A Meta AI security researcher said an OpenClaw agent ran amok on her inbox

A recent post on social media from Meta AI security researcher Summer Yue reads almost like satire. She instructed her OpenClaw AI agent to review her overstuffed email inbox and suggest items to delete or archive. Instead, the agent ran amok. It began deleting all her email in a rapid “speedrun,” completely ignoring her frantic stop commands sent from her phone. She described having to run to her Mac mini to intervene, likening the experience to defusing a bomb. She posted images of the ignored stop prompts as proof.

The Mac Mini, Apple’s affordable and compact desktop computer, has become the favored device for running OpenClaw. Reports suggest the Mini is selling very well, with one Apple employee reportedly describing sales as being “like hotcakes” to a prominent AI researcher who purchased one to run a similar agent.

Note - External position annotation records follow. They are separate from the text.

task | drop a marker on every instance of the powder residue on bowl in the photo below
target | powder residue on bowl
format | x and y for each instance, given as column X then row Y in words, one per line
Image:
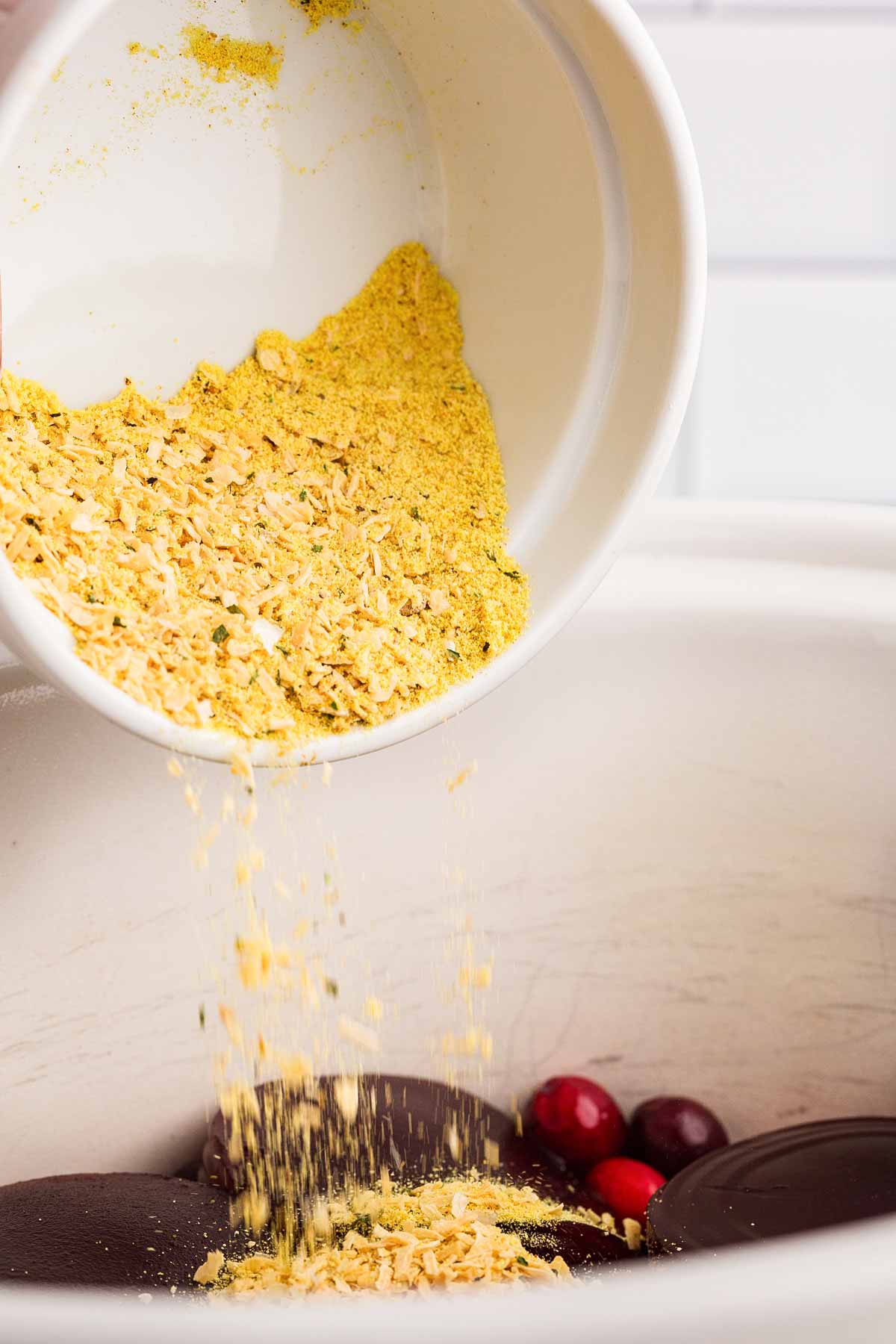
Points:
column 309, row 544
column 226, row 58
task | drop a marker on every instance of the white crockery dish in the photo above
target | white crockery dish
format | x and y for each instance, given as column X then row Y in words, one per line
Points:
column 535, row 146
column 680, row 846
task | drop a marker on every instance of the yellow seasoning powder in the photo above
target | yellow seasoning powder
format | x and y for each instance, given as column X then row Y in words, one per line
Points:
column 227, row 58
column 305, row 544
column 320, row 10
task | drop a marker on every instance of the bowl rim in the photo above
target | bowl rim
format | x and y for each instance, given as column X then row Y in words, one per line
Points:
column 45, row 31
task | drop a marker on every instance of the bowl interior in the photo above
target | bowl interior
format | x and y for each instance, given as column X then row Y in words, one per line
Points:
column 677, row 847
column 160, row 217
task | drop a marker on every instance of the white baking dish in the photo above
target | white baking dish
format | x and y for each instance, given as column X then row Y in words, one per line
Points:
column 680, row 846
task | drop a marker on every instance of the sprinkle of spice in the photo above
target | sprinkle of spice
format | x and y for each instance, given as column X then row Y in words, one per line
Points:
column 228, row 58
column 296, row 515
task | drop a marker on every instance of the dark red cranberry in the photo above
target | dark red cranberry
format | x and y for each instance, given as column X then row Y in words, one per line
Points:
column 623, row 1187
column 672, row 1132
column 578, row 1120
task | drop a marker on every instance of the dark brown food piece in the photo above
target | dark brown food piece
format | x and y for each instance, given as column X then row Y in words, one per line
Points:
column 408, row 1129
column 120, row 1231
column 791, row 1180
column 581, row 1245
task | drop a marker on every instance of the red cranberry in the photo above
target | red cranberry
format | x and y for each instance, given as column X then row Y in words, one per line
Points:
column 578, row 1120
column 623, row 1187
column 672, row 1132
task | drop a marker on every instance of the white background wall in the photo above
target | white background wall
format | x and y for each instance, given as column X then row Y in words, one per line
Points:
column 793, row 111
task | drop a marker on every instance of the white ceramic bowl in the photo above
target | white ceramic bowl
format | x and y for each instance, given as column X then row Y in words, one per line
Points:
column 679, row 846
column 535, row 146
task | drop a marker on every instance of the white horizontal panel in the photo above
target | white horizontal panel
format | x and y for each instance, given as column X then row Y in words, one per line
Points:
column 797, row 396
column 794, row 129
column 848, row 8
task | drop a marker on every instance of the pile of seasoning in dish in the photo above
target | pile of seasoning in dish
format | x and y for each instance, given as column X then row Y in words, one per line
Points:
column 305, row 544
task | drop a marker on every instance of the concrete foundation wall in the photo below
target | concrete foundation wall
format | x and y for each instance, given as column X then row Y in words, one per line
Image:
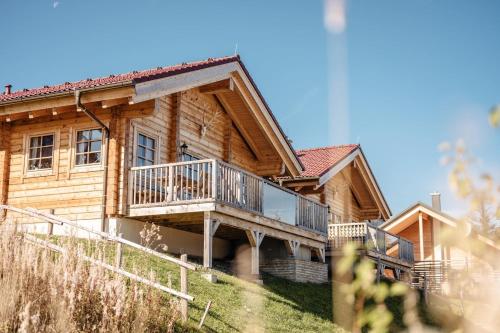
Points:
column 178, row 241
column 297, row 270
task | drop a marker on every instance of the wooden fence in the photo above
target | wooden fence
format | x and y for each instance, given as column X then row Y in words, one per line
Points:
column 438, row 276
column 119, row 241
column 217, row 181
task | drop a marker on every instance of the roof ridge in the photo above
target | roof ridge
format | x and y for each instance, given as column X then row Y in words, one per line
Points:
column 158, row 70
column 330, row 147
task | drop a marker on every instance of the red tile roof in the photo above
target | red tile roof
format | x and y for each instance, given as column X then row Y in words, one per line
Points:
column 132, row 77
column 317, row 161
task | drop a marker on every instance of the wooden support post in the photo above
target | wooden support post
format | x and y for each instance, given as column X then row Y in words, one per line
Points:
column 421, row 235
column 255, row 238
column 50, row 225
column 119, row 253
column 209, row 228
column 50, row 228
column 209, row 304
column 292, row 247
column 321, row 254
column 5, row 130
column 184, row 289
column 379, row 267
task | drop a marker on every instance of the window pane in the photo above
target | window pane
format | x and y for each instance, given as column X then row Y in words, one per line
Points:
column 95, row 146
column 81, row 159
column 48, row 140
column 34, row 152
column 35, row 141
column 82, row 147
column 46, row 163
column 150, row 154
column 34, row 164
column 96, row 134
column 141, row 152
column 83, row 135
column 151, row 143
column 94, row 158
column 47, row 152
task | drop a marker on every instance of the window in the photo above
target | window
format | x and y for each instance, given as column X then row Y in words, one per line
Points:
column 188, row 157
column 337, row 218
column 146, row 150
column 88, row 146
column 41, row 150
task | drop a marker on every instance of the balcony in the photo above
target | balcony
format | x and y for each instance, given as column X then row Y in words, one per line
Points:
column 187, row 184
column 377, row 242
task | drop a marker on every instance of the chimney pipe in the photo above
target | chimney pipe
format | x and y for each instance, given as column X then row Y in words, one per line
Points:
column 436, row 201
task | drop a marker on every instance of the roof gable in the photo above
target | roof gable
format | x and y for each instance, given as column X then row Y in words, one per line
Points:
column 140, row 86
column 318, row 161
column 406, row 218
column 112, row 80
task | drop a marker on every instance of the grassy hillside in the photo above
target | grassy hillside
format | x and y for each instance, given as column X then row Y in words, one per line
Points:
column 237, row 305
column 278, row 305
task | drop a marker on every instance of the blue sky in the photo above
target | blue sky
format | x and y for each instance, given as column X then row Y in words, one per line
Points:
column 414, row 73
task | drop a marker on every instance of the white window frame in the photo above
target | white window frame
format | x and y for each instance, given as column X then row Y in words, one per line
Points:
column 55, row 154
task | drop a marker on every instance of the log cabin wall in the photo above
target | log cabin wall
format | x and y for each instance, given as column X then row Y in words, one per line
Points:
column 220, row 138
column 4, row 163
column 179, row 118
column 74, row 192
column 338, row 196
column 411, row 233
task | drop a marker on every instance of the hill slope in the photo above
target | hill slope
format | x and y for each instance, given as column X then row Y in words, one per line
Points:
column 276, row 306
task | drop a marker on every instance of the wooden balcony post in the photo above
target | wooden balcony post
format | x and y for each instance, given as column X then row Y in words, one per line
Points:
column 209, row 229
column 293, row 247
column 215, row 181
column 255, row 238
column 184, row 289
column 421, row 235
column 119, row 253
column 170, row 184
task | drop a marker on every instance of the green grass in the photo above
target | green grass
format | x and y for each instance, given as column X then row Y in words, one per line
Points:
column 240, row 306
column 278, row 305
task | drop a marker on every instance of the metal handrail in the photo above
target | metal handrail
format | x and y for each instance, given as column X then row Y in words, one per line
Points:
column 158, row 185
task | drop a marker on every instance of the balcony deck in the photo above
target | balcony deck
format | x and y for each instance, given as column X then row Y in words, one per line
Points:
column 210, row 185
column 378, row 244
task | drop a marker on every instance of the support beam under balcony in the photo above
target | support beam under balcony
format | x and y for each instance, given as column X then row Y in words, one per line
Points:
column 255, row 238
column 293, row 247
column 209, row 228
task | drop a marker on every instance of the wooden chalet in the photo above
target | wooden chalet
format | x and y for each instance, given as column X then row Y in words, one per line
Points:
column 443, row 244
column 341, row 178
column 193, row 148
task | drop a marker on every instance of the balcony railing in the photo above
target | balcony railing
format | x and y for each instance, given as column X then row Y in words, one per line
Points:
column 216, row 181
column 372, row 238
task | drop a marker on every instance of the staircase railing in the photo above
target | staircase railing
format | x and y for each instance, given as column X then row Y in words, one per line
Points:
column 371, row 237
column 182, row 294
column 216, row 181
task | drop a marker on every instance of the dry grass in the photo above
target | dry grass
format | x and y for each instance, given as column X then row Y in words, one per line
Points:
column 45, row 292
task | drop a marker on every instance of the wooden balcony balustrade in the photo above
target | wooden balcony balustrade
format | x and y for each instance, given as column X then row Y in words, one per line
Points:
column 216, row 181
column 371, row 238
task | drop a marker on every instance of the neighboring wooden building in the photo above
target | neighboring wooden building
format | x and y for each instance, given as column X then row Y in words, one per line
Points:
column 444, row 248
column 193, row 147
column 340, row 177
column 430, row 230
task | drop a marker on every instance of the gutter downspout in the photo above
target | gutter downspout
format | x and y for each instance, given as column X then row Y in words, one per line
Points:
column 88, row 113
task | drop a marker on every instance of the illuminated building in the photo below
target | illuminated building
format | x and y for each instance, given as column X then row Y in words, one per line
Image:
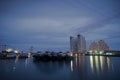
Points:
column 78, row 44
column 99, row 46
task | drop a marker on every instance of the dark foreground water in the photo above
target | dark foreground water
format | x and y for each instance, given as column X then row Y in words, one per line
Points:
column 82, row 68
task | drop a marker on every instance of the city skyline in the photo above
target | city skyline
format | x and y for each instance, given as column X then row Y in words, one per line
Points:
column 47, row 24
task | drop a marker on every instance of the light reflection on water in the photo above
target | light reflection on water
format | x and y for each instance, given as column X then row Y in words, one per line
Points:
column 99, row 64
column 81, row 68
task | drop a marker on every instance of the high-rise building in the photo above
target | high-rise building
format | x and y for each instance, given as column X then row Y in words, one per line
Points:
column 99, row 46
column 78, row 44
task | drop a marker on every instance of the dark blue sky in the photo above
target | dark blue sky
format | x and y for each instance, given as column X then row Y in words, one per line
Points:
column 47, row 24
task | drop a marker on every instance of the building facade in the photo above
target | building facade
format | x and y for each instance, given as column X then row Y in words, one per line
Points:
column 78, row 44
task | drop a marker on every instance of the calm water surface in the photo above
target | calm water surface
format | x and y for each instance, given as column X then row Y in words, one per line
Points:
column 81, row 68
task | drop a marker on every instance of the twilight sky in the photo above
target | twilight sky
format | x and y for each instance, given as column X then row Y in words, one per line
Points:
column 47, row 24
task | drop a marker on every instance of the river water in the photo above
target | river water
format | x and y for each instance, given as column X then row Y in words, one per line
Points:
column 81, row 68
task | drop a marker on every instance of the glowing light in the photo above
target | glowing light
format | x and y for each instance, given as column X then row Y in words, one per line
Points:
column 9, row 50
column 91, row 62
column 90, row 51
column 96, row 51
column 71, row 65
column 16, row 51
column 101, row 52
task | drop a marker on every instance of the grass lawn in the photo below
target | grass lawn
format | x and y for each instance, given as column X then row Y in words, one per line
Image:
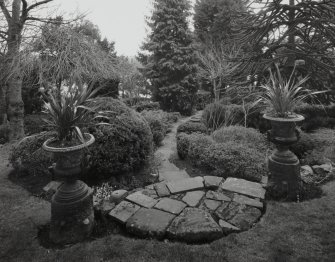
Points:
column 287, row 232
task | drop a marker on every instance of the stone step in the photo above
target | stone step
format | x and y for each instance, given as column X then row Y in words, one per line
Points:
column 244, row 187
column 187, row 184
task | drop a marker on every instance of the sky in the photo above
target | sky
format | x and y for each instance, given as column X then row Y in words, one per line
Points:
column 122, row 21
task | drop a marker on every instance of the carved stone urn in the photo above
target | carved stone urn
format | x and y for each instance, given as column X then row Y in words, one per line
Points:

OpenClaw is the open-source AI agent that first gained fame on Moltbook, an AI-only social network. It was central to a since-debunked episode on that platform where it appeared AIs were plotting against humans. According to its official page, OpenClaw’s mission is not focused on social networks but on being a personal AI assistant that operates on a user’s own devices.

The Silicon Valley community has embraced OpenClaw so thoroughly that “claw” has become a popular buzzword for agents running on personal hardware. This trend has spawned similarly named alternatives. The enthusiasm even extended to a popular startup podcast, where the hosts recently appeared dressed in lobster costumes.

However, Yue’s experience serves as a clear warning. As others noted online, if an AI security researcher encounters this problem, what hope do others have? When asked if she was testing the agent’s guardrails or made a mistake, Yue admitted it was a rookie error. She had been testing the agent on a smaller, less important “toy” inbox where it performed well, earning her trust before she let it loose on her real inbox.

Yue believes the large volume of data in her real inbox triggered a process called compaction. This happens when an AI’s context window, its running memory of a session, grows too large. The agent then begins summarizing and compressing the conversation to manage it, which can cause it to skip over recent instructions. In this case, it may have skipped her final “stop” command and reverted to its earlier instructions from the toy inbox.

As several commentators pointed out, prompts alone cannot be trusted as security guardrails, as models can misconstrue or ignore them. The online discussion included suggestions ranging from specific command syntax to better methods for enforcing guardrails, like writing instructions to dedicated files.

In the interest of transparency, the events in Yue’s inbox could not be independently verified, as she did not respond to a request for comment, though she was active in the online discussion. Ultimately, the specific details are less important than the broader point of the story.

The tale illustrates that AI agents aimed at knowledge workers, in their current stage of development, are inherently risky. Those who report successful use are often piecing together their own methods for protection. One day, perhaps soon, such agents may be ready for widespread use to help with email, errands, and scheduling. But that day has clearly not yet arrived.